Esfandiar Rahim Mashaei, who was disqualified from running in presidential elections, says hardliners will someday return to power

Mahmoud Ahmadinejad, right, and his close ally Esfandiar Rahim Mashaei, flash victory signs after registering Mashaei's candidacy  for presidential elections, in Tehran, Iran, on Saturday, May 11, 2013. (photo credit: AP/Ebrahim Noroozi)
Mahmoud Ahmadinejad, right, and his close ally Esfandiar Rahim Mashaei, flash victory signs after registering Mashaei's candidacy for presidential elections, in Tehran, Iran, on Saturday, May 11, 2013. (photo credit: AP/Ebrahim Noroozi)

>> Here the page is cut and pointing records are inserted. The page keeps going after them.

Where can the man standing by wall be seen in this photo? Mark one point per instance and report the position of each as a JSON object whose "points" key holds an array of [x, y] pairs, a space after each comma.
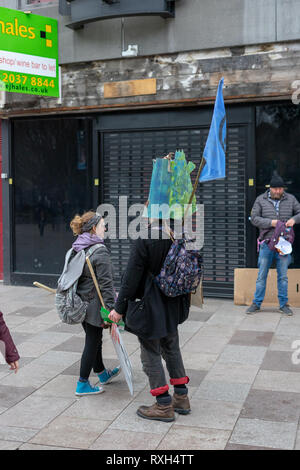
{"points": [[269, 208]]}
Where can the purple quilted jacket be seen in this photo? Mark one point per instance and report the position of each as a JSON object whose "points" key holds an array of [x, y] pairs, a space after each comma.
{"points": [[11, 353]]}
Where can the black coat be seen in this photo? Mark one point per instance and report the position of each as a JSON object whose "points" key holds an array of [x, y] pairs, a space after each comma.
{"points": [[149, 255]]}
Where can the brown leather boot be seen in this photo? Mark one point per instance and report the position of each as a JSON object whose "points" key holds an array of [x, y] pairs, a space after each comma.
{"points": [[181, 404], [157, 412]]}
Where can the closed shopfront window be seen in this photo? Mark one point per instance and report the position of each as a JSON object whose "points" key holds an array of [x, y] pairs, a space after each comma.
{"points": [[52, 182]]}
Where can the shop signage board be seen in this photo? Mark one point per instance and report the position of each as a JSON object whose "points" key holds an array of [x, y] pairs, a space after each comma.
{"points": [[28, 53]]}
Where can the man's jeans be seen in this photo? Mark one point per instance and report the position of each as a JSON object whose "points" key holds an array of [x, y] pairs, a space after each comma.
{"points": [[265, 260]]}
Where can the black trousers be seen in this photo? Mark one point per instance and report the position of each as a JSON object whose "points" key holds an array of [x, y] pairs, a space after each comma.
{"points": [[92, 353], [152, 352]]}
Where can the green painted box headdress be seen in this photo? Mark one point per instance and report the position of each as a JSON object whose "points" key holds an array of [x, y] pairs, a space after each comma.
{"points": [[171, 188]]}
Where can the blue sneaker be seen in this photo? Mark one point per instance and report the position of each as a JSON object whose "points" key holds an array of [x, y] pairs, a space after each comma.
{"points": [[108, 375], [85, 388]]}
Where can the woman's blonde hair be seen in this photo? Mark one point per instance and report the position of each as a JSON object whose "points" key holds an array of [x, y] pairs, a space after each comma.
{"points": [[78, 222]]}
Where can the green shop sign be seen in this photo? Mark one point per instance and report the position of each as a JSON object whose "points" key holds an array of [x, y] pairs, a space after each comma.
{"points": [[28, 53]]}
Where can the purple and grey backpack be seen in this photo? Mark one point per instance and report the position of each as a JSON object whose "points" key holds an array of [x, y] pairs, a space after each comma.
{"points": [[182, 270]]}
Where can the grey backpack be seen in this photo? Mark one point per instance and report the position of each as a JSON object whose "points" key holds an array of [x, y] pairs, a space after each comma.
{"points": [[70, 307]]}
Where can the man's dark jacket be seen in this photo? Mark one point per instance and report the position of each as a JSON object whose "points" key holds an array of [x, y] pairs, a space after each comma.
{"points": [[263, 212], [148, 256]]}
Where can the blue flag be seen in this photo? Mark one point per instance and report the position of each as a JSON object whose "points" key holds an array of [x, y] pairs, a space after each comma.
{"points": [[215, 147]]}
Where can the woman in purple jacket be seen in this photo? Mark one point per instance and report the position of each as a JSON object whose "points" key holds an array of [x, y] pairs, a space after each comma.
{"points": [[7, 346]]}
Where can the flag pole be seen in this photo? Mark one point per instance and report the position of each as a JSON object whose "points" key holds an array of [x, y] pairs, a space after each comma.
{"points": [[201, 166]]}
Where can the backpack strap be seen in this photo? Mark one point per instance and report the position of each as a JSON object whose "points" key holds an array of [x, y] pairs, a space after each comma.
{"points": [[93, 248]]}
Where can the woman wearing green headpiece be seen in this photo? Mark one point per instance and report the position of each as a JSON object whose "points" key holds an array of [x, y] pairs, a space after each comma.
{"points": [[159, 336]]}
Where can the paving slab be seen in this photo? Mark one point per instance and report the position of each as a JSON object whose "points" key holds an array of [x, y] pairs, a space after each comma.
{"points": [[244, 383], [252, 338], [214, 414], [15, 433], [10, 395], [66, 431], [252, 355], [272, 406], [35, 411], [111, 439], [280, 360], [224, 391], [277, 381], [193, 438], [256, 432]]}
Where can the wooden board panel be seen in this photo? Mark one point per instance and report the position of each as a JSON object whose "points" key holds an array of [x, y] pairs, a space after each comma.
{"points": [[130, 88]]}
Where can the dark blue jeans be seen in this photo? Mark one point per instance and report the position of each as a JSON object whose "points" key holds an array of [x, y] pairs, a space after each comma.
{"points": [[265, 259]]}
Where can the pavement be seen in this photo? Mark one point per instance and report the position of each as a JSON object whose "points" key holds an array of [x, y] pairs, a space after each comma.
{"points": [[244, 383]]}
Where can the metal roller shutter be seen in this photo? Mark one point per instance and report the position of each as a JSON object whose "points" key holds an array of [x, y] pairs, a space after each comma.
{"points": [[127, 167]]}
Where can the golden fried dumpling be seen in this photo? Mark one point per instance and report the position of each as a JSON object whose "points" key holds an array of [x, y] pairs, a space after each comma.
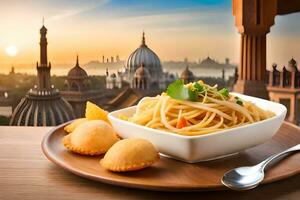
{"points": [[92, 137], [130, 155], [71, 127]]}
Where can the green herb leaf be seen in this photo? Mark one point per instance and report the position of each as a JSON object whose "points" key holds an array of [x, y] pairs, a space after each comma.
{"points": [[193, 95], [224, 92], [240, 102], [177, 90], [198, 88]]}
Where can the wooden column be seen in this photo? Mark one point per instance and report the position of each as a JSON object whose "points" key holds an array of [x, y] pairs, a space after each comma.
{"points": [[253, 19]]}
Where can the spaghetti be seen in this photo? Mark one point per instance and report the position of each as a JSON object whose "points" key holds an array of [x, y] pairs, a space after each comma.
{"points": [[196, 109]]}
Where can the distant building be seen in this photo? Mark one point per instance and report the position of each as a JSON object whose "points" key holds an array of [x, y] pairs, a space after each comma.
{"points": [[143, 71], [43, 105], [5, 103], [144, 75], [284, 87], [77, 90]]}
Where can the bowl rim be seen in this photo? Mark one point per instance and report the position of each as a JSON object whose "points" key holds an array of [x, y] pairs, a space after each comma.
{"points": [[221, 132]]}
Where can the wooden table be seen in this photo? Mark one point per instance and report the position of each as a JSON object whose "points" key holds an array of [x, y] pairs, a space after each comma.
{"points": [[25, 173]]}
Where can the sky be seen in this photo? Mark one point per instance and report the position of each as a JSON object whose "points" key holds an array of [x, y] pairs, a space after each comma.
{"points": [[174, 29]]}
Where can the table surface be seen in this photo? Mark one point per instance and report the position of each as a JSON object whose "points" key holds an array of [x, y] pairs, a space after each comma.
{"points": [[25, 173]]}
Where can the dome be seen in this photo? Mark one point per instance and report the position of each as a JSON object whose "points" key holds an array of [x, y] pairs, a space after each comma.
{"points": [[292, 62], [77, 72], [208, 61], [43, 30], [144, 55], [42, 108], [141, 72]]}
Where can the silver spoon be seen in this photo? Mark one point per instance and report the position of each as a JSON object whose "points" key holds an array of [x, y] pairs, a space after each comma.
{"points": [[245, 178]]}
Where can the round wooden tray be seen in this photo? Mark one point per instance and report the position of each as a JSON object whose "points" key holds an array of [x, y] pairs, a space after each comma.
{"points": [[173, 175]]}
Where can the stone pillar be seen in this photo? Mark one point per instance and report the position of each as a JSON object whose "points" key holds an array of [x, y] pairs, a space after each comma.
{"points": [[253, 18]]}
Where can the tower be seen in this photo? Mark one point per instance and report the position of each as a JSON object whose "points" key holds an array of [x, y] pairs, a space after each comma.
{"points": [[43, 68], [42, 105]]}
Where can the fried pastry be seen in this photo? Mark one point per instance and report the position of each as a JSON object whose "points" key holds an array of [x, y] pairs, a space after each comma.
{"points": [[92, 137], [71, 127], [130, 155]]}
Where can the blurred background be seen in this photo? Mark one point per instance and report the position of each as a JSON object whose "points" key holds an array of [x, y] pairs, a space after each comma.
{"points": [[57, 54]]}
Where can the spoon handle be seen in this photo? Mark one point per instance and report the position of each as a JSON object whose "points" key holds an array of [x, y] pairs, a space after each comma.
{"points": [[264, 163]]}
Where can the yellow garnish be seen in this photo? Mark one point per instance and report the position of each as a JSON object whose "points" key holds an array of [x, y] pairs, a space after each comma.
{"points": [[94, 112], [123, 117]]}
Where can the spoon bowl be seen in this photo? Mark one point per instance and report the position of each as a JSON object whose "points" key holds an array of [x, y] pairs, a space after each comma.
{"points": [[243, 178]]}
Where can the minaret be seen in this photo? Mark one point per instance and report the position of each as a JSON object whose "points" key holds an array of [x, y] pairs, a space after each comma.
{"points": [[43, 68], [77, 61], [143, 40]]}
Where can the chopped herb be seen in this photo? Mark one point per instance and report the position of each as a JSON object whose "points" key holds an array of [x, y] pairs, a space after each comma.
{"points": [[240, 102], [177, 90], [193, 95], [224, 92], [198, 88]]}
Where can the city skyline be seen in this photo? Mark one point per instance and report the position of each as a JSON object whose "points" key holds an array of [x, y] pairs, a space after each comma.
{"points": [[174, 30]]}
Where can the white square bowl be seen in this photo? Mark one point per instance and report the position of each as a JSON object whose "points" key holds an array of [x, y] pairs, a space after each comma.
{"points": [[193, 149]]}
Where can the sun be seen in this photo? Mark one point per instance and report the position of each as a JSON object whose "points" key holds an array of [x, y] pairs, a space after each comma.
{"points": [[11, 50]]}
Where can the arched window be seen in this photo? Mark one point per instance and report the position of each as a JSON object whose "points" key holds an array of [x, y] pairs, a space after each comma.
{"points": [[74, 87]]}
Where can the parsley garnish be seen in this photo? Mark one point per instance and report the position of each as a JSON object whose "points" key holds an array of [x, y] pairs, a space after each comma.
{"points": [[239, 101], [198, 88], [177, 90], [224, 92]]}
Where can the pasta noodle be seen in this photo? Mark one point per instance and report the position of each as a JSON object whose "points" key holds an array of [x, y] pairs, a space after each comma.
{"points": [[213, 110]]}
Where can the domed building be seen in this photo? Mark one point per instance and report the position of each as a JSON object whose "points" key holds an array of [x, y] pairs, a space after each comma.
{"points": [[77, 90], [187, 75], [42, 105], [141, 79], [143, 59]]}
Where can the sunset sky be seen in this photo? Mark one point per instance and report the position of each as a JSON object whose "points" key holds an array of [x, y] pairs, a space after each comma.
{"points": [[174, 29]]}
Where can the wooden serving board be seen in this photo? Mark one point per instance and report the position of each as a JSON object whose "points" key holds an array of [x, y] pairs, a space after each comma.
{"points": [[173, 175]]}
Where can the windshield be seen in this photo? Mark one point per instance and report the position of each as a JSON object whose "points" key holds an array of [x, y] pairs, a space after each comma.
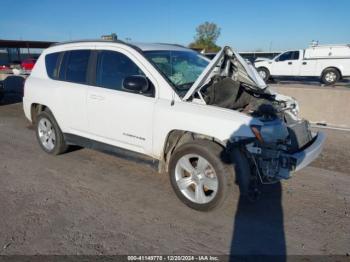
{"points": [[181, 68]]}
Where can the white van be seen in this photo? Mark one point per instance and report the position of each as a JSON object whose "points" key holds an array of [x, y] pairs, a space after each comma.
{"points": [[328, 62]]}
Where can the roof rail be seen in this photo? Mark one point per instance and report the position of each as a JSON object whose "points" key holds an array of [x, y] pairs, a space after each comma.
{"points": [[89, 40]]}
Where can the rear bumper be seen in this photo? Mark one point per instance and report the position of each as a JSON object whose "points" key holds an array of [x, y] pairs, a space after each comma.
{"points": [[309, 154]]}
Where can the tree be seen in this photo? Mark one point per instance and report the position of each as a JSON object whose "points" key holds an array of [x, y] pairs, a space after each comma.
{"points": [[206, 36]]}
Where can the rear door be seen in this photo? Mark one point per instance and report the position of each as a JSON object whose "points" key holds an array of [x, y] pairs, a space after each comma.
{"points": [[116, 116], [73, 89], [287, 64]]}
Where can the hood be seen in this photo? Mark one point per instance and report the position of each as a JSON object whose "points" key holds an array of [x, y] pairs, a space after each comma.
{"points": [[222, 64]]}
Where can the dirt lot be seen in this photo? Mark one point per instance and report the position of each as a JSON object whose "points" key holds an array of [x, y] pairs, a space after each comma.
{"points": [[88, 202]]}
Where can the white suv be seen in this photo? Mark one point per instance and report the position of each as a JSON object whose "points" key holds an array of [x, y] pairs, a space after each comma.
{"points": [[203, 121]]}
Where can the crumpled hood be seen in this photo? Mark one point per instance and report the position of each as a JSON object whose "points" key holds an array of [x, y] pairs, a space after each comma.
{"points": [[221, 63]]}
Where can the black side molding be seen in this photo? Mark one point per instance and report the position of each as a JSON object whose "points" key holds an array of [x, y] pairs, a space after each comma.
{"points": [[112, 150]]}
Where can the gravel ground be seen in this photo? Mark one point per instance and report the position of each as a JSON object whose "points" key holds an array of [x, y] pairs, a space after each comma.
{"points": [[88, 202]]}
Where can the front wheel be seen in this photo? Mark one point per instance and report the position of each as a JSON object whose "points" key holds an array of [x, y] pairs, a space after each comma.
{"points": [[49, 135], [198, 175]]}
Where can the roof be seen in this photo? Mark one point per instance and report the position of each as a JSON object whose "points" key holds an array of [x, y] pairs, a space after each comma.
{"points": [[25, 43], [141, 46]]}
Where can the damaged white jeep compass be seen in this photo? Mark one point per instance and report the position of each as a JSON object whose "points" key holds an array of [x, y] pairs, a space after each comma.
{"points": [[202, 121]]}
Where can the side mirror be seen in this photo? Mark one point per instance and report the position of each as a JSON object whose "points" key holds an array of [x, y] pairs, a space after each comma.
{"points": [[136, 84]]}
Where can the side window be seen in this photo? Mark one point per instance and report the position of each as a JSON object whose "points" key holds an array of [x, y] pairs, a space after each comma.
{"points": [[74, 66], [291, 55], [51, 63], [112, 67]]}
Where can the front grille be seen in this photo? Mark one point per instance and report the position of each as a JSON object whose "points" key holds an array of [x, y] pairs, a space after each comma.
{"points": [[300, 135]]}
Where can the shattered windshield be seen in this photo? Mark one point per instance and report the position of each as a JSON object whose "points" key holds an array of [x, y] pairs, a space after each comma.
{"points": [[182, 68]]}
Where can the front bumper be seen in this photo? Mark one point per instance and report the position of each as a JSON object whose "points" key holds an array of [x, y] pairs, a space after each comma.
{"points": [[310, 153]]}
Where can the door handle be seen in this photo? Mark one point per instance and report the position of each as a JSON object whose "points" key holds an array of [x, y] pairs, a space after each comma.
{"points": [[97, 97]]}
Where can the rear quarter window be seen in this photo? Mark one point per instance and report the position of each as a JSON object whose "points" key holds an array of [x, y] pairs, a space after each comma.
{"points": [[51, 63]]}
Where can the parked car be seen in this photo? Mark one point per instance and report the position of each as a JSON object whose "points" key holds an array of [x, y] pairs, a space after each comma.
{"points": [[202, 121], [28, 64], [328, 63], [2, 90]]}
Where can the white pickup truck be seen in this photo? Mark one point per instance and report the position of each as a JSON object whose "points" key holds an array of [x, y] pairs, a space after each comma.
{"points": [[330, 63]]}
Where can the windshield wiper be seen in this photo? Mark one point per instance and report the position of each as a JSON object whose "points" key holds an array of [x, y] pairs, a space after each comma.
{"points": [[184, 86]]}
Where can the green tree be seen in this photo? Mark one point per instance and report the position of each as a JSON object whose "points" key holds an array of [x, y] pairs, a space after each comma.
{"points": [[206, 36]]}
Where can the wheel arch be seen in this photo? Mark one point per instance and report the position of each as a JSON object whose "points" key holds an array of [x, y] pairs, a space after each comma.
{"points": [[175, 138]]}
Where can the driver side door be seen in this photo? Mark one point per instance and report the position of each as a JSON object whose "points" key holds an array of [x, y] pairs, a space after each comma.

TEHRAN, Iran (AP) — A protege of Iran’s outgoing president said Mahmoud Ahmadinejad and his allies will make a comeback as a future force in Iranian politics, newspapers reported on Tuesday.

The papers, including the pro-reform Shargh daily, quoted Esfandiar Rahim Mashaei as saying Ahmadinejad and his loyalists will “return” to power someday.

Ahmadinejad is to be replaced by president-elect Hasan Rouhani, who won nearly 51 percent of the votes in the June 15 balloting.

Under Iran’s constitution, Ahmadinejad was banned from running for a third consecutive term but he could run in some future presidential election.

His protege, Mashaei, was disqualified from running by the country’s election overseers, the clerics of the Guardian Council who vet both nominees and the election results.

Mashaei has been disliked by hard-liners because of his alleged role in a bitter feud between Ahmadinejad and the ruling clerics that preceded the election. The clerics denounced Mashaei as part of a “deviant current” that seeks to undermine the country’s Islamic system.

Ahmadinejad appealed three times to Supreme Leader Ayatollah Ali Khamenei but the efforts failed to restore Mashaei as a candidate, according to Abdollah Haji Sadeghi, a Khamenei representative in the powerful Revolutionary Guard.

In May, Ahmadinejad argued that the decision by the Guardian Council to disqualify Mashaei from the presidential race was an act of “oppression.”

Since his landslide win, Rouhani has vowed to follow a “path of moderation” and pursue greater openness over Iran’s nuclear program.

He is set to take office in August and although Iran’s president cannot set policy on major decisions such as the nuclear program, he can influence views by the ruling clerics.

Though sidelined since Rouhani’s election, Ahmadinejad still enjoys a significant political base, with grateful and loyal supporters, especially in hardscrabble and poorer places across Iran.